3 Covering part of the lawn with plastic overnight (see above) did not cause the appearance of any fungus-like, cotton-wool like, spiders-web like etc etc growth.

4 My initial thoughts were Dollar Spot. It's fine leaved turf and it has been a wet but warm summer which I understand (thank you again Google) is an ideal scenario for Dollar Spot. (However, there are a few tufts of what looks like Yorkshire Fog and it's killing that too). Furthermore, the affected areas do have a distinct smell, even from a few feet away if you tuned in to it. Not an unpleasant smell, definately not stale urine, but vaguely sort of fungus-like. Well there you are, I hear you say. Why are you writing this?

5 Well, the lawn has been treated with fungicide, twice. It was treated with Bayer "Lawn Disease Control" as soon as the symptoms appeared. I was sure it was Dollar Spot and I had cracked it. It made no difference. If anything it got worse. Two weeks ago I treated it again and the infection continues apace. I didn't necessarily expect it to just stop, my luck doesn't run like that, but I did expect it to at least slow down. Fungicide has had no effect at all.

Now I'm desperate. I can't find any explanation that fits the facts. Two summer's work went into landscaping my front garden and I'm watching it die before my eyes.

Has anyone come across anything like this before?

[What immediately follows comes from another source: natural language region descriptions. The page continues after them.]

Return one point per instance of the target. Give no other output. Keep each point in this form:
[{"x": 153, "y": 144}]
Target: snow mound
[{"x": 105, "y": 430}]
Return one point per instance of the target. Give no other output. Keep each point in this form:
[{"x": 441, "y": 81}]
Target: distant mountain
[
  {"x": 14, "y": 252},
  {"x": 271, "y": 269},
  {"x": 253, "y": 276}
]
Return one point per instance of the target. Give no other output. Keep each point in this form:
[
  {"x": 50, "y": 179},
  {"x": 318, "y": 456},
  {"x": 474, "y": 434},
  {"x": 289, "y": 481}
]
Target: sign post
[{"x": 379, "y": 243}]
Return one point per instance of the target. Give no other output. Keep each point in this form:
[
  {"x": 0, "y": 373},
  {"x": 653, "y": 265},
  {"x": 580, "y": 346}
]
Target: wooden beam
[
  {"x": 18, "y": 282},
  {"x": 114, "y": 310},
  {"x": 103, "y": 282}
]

I should add, south facing, no overhanging trees, no large shrubs in the vicinity to take all the moisture, well drained, no shade.

Just to give you some idea of how fast it's spreading, the area at bottom left in the second picture looked like the bottom right, which is just starting to die off, about 10 days ago, and the area top right looked like bottom left. In two weeks or so pretty much all of the are in the second picture will be dead.

Thanks for sparing me the time to read this.